Lorsqu’elle venait à Bruxelles, elle logeait toujours à l’Hôtel Amigo car, c’était l’hôtel préféré de Serge. Elle ne venait pas seule mais avec sa chienne. Un bulldog anglais qui dormait (et ronflait) durant l’interview. Elle arrivait aussi avec le fameux sac qui portait son nom. Un jour, elle m’a raconté comment la création du Birkin avait été décidée durant un trajet en avion où elle avait rencontré le boss de chez Hermès. Le sac avait été conçu pour elle et sa vie mouvementée. Elle le recouvrait d’autocollants et de rubans. Son Birkin à elle ne ressemblait pas du tout à celui d’une dame chic et fortunée. Mais je le trouvais fabuleux !

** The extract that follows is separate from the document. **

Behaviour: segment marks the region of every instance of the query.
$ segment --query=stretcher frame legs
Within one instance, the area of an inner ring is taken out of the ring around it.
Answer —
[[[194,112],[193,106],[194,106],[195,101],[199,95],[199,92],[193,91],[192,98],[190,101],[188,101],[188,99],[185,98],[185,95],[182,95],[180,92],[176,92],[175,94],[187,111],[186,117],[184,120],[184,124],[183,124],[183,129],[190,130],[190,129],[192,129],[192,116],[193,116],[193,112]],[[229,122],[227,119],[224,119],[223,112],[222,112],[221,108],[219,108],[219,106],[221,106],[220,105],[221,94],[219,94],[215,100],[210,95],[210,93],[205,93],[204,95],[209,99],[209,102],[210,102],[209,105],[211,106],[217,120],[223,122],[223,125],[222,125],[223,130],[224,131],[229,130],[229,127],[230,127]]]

Jane était une artiste dans tous les sens du terme. Elle était aussi une femme engagée. Et était prête à apporter son soutien à bien des causes justes. S’il y a un qualificatif qu’on peut lui accoler, c’est celui de généreuse. La dernière fois que je l’ai vue sur scène, c’était au Cirque Royal, à Bruxelles, en avril 2022. Sa santé n’était pas formidable depuis un bon moment. Elle ne pouvait pas rester debout très longtemps, aussi, on lui avait installé un tabouret. Elle a assuré le show comme une reine. Et toutes ses chansons tombaient impeccablement bien. C’était très émouvant. Et cette fois-là encore, ma voisine a versé une larme. Je serais incapable de choisir une seule chanson parmi toutes celles qu’elle a chantées. Je retiens les moments qu’elle a partagées avec moi, avec nous. Et je lui envoie mes meilleures pensées là où elle se trouve maintenant. Avec Serge, Kate et la chienne Dolly.